The infection is diagnosed as minor. Ellen looks forward to autumn. And there this extremely violent and unconsidered novel ends.

It would be tedious to continue to summarise, except for the interest in observing the same situation recur again and again. In the short story “How to Grow a Wisteria” the young wife is the virtual prisoner of a cold and contempuous husband. In Night (1972) the heroine has had a husband, a Dr Flaggler, who terrorised her and their son. In Johnny I Hardly Knew You (1977) the heroine has had a contemptuous, despising husband who tried to take their son. In Casualties of Peace (1966) Willa has been terrorized by her icy lover, Auro, who persuades her

You would rather have a man that punished you than one who did not, because you are a woman ...
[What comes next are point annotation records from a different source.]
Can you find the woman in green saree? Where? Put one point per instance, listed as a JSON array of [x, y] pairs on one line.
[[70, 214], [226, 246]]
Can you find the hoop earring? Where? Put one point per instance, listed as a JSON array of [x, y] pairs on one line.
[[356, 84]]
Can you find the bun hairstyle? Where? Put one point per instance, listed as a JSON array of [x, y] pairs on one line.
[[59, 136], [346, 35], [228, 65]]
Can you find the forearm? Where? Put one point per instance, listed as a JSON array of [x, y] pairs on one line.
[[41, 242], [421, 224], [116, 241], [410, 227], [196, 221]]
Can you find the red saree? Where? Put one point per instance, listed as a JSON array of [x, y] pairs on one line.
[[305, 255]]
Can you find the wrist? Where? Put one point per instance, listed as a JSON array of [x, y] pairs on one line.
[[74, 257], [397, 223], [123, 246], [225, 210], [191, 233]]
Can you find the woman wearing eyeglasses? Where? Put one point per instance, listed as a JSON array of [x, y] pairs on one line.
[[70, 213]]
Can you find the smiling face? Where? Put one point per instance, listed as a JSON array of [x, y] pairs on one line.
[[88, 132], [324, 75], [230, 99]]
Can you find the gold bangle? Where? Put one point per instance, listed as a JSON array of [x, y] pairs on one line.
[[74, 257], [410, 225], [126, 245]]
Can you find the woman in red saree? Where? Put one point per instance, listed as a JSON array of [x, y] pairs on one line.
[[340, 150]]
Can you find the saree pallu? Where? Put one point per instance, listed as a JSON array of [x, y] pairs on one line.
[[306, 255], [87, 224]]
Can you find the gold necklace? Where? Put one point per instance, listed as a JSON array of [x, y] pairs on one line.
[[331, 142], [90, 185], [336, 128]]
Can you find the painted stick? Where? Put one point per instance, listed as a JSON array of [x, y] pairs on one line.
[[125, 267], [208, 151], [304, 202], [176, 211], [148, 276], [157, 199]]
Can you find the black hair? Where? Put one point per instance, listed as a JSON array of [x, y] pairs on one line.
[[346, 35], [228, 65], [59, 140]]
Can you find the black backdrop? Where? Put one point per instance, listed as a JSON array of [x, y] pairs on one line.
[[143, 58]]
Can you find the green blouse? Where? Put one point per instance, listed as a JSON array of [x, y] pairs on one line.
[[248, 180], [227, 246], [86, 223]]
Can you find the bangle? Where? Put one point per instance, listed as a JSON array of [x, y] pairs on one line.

Sometimes the punishment is covert. In Paradise the unsophisticated mistress of a rich and powerful man tries to kill herself because ‘it just seemed easier, that was all, easier than the strain and the incomplete loving and the excursions that lay ahead ...’

In this world of punishment his response to her action is to coldly withdraw from her. In two of the stories in A Scandalous Woman (1976) a woman is going mad, literally, because of not being loved. In Johnny I Hardly Knew You the heroine murders her boy-lover on the one hand because he has an ugly epileptic fit, on the other, in revenge for all the men who have victimised her.

These plots, detached from their contexts, may sound like grand guignol. It is the triumph of Edna O’Brien’s fiction that she makes them seem not only important, but profoundly faithful to a logic of the emotions between men and women. One takes her on trust. The centre of each heroine, ‘the pointless purgatory that was her wont ...’ is never argued. It is the given, the basis of the fiction: never an arrived-at conclusion. The absolute and unnerving dependence of an O’Brien woman on a certain kind of love seems occasionally to have its roots in the experience of seeing a beloved mother brutalised by her marriage. But the mother always has some dignity, some gaiety. The daughter-women, alone and ostensibly desirable, have none and want none.

It is not men or a man who orchestrate this waste. It is love itself conceived as a universal force. To live for love is a compulsion that outlives the individual to whom it may be temporarily attached. Edna O’Brien’s most characteristic voice is heard in the very fine short story The Love Object (1968). This describes an impassioned affair between a television announcer, Martha, and a ‘famous’ lawyer who is happily married. After a while he leaves Martha and she reaches suicidal depths. Then her sons come home from boarding school for midterm. Unexpectedly, she, rather than her estranged husband, has to care for them. And gradually, slowly, she recovers from the affair. But as she recovers she falls in love with the memory of the lover more deeply than ever she had been while he was available to her.

Eventually they meet again and continue to meet from time to time. He means nothing to her now. But the memory of loving him passionately holds undiminished sway over her and she remains in torment. She ends the story,

I suppose you wonder why I torment myself like this with details of his presence but I need it, I cannot let go of him now, because if I did, all our happiness and my subsequent pain - I cannot vouch for his - will all have been nothing, and nothing is a dreadful thing to hang on to.

This very private vision is at the heart of Edna O’Brien’s writing. Her style is so friendly, so convinced, so urgently inviting, that the reader is drawn into giving it reality. Whatever her other accomplishments, her real appeal is to the sombre and extreme narcissism which lurks at the heart of European romanticism. Just as she came out of no tradition, she has had no followers or imitators. She is entirely unique; a lone and obsessed chronicler of the wilder shores of love.